Not sure if things belongs in Crypto SE or here but anyway:
I'm building an app and I'm trying to decide whatever is secure to protect user passwords in transit, in addition to TLS we already have.
In server side, we already have bcrypt properly implemented and takes the password as an opaque string, salts and peppers it, and compares/adds to the database.
Even though SSL is deemed secure, I want to stay at the "server never sees plaintext" and "prevent MiTM eavesdropping from sniffing plaintext passwords" side of things. I know this approach doesn't change anything about authenticating, anyone with whatever hash they sniff can still login, my concern is to protect users' plaintext passwords before leaving their device.
I think Argon2 is the go-to option here normally but I can't have a salt with this approach.

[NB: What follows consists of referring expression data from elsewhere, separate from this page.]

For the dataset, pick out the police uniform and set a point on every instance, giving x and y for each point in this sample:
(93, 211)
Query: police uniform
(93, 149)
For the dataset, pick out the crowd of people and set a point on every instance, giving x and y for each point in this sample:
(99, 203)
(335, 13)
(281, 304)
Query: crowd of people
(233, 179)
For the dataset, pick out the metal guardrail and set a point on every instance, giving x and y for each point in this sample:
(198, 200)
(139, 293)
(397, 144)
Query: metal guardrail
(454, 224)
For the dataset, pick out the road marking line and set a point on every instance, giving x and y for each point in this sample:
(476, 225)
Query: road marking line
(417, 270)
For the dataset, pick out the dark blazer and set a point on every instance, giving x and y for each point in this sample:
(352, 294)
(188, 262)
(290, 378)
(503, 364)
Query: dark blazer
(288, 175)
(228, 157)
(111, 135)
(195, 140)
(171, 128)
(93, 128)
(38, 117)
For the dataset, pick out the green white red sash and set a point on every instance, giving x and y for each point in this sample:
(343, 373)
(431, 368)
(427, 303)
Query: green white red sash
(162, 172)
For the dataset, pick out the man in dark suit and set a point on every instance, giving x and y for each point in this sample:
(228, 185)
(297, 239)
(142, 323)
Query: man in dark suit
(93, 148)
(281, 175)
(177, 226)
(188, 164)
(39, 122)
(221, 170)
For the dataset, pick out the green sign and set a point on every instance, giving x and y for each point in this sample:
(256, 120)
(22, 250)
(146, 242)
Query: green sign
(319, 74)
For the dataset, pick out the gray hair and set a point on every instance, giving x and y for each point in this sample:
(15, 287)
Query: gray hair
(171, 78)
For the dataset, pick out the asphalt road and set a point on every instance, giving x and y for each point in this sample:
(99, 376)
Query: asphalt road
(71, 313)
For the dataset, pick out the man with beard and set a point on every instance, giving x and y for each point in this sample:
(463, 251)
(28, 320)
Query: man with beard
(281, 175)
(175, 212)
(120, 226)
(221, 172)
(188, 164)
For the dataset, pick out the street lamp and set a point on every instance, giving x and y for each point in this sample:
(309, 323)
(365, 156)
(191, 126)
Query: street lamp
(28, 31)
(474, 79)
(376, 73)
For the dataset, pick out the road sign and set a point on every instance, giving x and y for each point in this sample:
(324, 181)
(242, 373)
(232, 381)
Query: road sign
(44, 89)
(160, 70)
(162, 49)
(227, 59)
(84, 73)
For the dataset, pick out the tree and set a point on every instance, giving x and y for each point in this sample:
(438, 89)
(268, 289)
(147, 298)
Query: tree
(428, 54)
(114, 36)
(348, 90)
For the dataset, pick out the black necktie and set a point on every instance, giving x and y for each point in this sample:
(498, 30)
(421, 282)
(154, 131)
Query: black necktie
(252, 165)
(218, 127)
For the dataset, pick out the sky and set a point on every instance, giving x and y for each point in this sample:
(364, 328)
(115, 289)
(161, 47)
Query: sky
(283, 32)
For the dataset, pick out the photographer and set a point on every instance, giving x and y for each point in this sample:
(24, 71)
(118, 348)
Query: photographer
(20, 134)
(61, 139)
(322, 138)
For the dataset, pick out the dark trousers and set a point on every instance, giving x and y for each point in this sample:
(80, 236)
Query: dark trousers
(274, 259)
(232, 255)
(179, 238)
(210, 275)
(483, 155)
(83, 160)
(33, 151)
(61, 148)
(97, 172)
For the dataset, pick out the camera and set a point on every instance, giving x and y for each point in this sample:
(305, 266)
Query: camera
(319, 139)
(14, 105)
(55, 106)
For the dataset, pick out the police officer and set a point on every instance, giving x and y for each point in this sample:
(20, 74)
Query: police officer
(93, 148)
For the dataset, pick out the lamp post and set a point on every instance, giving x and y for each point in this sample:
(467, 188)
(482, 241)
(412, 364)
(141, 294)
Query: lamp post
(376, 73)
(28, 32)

If I have a random salt at client side that changes every time I hash my plaintext password, because my server just accepts the password as an opaque string, I can't authenticate. Because of my requirements, I can't have a deterministic "salt" (not sure if that can even be called a salt in this case) either (e.g. if I used user ID, I don't have it while registering, I can't use username or email either because there are places that I don't have access to them while resetting password etc.) so my only option is using a static key baked into the client. I'm not after security by obscurity by baking a key into the client, I'm just trying to make it harder for an attacker to utilize a hash table for plain text passwords. I think it's still a better practice than sending the password in plaintext or using no "salt" at all, but I'm not sure.
Bottomline: Compared to sending passwords in plaintext (which is sent over TLS anyway but to mitigate against server seeing plaintext passwords and against MiTM with fake certificates), is that okay to use Argon2 with a public but random value as "salt" to hash passwords, to protect user passwords in transit? Or am I doing something terribly wrong?